Permalink
574 lines (402 sloc) 18.5 KB
.. currentmodule:: pandas_datareader

.. ipython:: python
   :suppress:

   import pandas as pd

   import numpy as np
   np.set_printoptions(precision=4, suppress=True)

   pd.options.display.max_rows=15


Remote Data Access

Warning

Yahoo! Finance, Google Finance, and Morningstar have been immediately deprecated. Endpoints from these providers have been retired

Functions from :mod:`pandas_datareader.data` and :mod:`pandas_datareader.wb` extract data from various Internet sources into a pandas DataFrame. Currently the following sources are supported:

It should be noted, that various sources support different kinds of data, so not all sources implement the same methods and the data elements returned might also differ.

Tiingo

Tiingo is a tracing platform that provides a data api with historical end-of-day prices on equities, mutual funds and ETFs. Free registration is required to get an API key. Free accounts are rate limited and can access a limited number of symbols (500 at the time of writing).

.. ipython:: python

    import os
    import pandas_datareader as pdr

    df = pdr.get_data_tiingo('GOOG', api_key=os.getenv('TIINGO_API_KEY'))
    df.head()


IEX

The Investors Exchange (IEX) provides a wide range of data through an API. Historical stock prices are available for up to 5 years:

.. ipython:: python

    import pandas_datareader.data as web
    from datetime import datetime
    start = datetime(2016, 9, 1)
    end = datetime(2018, 9, 1)
    f = web.DataReader('F', 'iex', start, end)
    f.loc['2018-08-31']

There are additional interfaces to this API that are directly exposed: tops ('iex-tops') and last ('iex-lasts'). A third interface to the deep API is exposed through Deep class or the get_iex_book function.

.. ipython:: python

    import pandas_datareader.data as web
    f = web.DataReader('gs', 'iex-tops')
    f[:10]


Robinhood

Robinhood is a stock trading platform with an API that provides a limited set of data. Historical daily data is limited to 1 year relative to today.

.. ipython:: python

    import pandas_datareader.data as web
    from datetime import datetime
    f = web.DataReader('F', 'robinhood')
    f.head()

Alpha Vantage

Alpha Vantage provides realtime equities and forex data. Free registration is required to get an API key.

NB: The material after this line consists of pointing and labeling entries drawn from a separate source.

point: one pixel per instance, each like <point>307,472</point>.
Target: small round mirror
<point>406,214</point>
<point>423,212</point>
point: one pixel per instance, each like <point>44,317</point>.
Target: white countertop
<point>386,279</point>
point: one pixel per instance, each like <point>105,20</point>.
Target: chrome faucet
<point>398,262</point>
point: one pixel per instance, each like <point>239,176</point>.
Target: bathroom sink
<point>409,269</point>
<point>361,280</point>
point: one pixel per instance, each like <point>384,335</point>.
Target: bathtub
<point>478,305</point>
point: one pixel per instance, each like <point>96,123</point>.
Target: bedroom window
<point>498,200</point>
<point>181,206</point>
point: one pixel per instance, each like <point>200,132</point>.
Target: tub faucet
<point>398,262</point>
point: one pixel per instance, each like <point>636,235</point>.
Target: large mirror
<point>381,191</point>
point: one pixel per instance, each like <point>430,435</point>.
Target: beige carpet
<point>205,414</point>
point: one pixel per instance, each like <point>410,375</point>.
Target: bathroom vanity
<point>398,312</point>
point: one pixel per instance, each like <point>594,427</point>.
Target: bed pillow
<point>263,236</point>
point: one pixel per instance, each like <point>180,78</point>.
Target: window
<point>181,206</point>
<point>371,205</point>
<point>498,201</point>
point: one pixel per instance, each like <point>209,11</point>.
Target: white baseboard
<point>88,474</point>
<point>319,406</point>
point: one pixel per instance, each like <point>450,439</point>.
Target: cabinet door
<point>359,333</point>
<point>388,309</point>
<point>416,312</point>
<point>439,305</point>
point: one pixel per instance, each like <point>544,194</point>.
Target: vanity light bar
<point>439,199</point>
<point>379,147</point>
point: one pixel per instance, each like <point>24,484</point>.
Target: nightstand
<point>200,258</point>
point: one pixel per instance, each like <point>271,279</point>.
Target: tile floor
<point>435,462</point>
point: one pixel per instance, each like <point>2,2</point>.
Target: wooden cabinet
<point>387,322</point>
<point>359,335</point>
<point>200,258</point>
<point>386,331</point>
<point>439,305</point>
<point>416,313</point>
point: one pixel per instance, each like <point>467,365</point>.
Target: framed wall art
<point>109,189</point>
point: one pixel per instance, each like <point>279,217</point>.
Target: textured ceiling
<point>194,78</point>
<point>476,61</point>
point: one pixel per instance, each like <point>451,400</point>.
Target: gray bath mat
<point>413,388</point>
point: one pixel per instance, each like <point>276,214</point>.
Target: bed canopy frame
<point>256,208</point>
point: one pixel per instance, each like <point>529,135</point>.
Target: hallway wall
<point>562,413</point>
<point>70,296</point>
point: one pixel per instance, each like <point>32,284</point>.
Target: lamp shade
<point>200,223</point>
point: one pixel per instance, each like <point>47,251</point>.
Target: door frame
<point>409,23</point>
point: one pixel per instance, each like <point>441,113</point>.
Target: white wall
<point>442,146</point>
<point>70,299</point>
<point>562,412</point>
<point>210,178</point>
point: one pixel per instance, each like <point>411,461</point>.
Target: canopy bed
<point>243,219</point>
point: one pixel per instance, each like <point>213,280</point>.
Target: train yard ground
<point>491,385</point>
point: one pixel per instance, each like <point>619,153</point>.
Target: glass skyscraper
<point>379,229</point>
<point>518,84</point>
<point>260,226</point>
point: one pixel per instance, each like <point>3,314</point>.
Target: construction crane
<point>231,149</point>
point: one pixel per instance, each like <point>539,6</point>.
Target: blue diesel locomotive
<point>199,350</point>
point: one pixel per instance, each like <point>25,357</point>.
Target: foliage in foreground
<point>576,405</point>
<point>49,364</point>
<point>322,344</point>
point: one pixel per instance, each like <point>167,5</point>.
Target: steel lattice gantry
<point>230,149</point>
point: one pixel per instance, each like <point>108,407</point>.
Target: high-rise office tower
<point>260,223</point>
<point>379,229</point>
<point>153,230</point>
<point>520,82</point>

Historical Time Series Data

Through the Alpha Vantage Time Series endpoints, it is possible to obtain historical equities data for individual symbols. The following endpoints are available:

  • av-daily - Daily Time Series
  • av-daily-adjusted - Daily Time Series (Adjusted)
  • av-weekly - Weekly Time Series
  • av-weekly-adjusted - Weekly Time Series (Adjusted)
  • av-monthly - Monthly Time Series
  • av-monthly-adjusted - Monthly Time Series (Adjusted)
.. ipython:: python

    import os
    from datetime import datetime
    import pandas_datareader.data as web

    f = web.DataReader("AAPL", "av-daily", start=datetime(2017, 2, 9),
                       end=datetime(2017, 5, 24),
                       access_key=os.getenv('ALPHAVANTAGE_API_KEY'))
    f.loc["2017-02-09"]

The top-level function get_data_alphavantage is also provided. This function will return the TIME_SERIES_DAILY endpoint for the symbol and date range provided.

Quotes

Alpha Vantage Batch Stock Quotes endpoint allows the retrieval of realtime stock quotes for up to 100 symbols at once. These quotes are accessible through the top-level function get_quote_av.

.. ipython:: python

    import os
    from datetime import datetime
    import pandas_datareader.data as web

    web.get_quote_av(["AAPL", "TSLA"])


Note

Most quotes are only available during market hours.

Forex

Alpha Vantage provides realtime currency exchange rates (for physical and digital currencies).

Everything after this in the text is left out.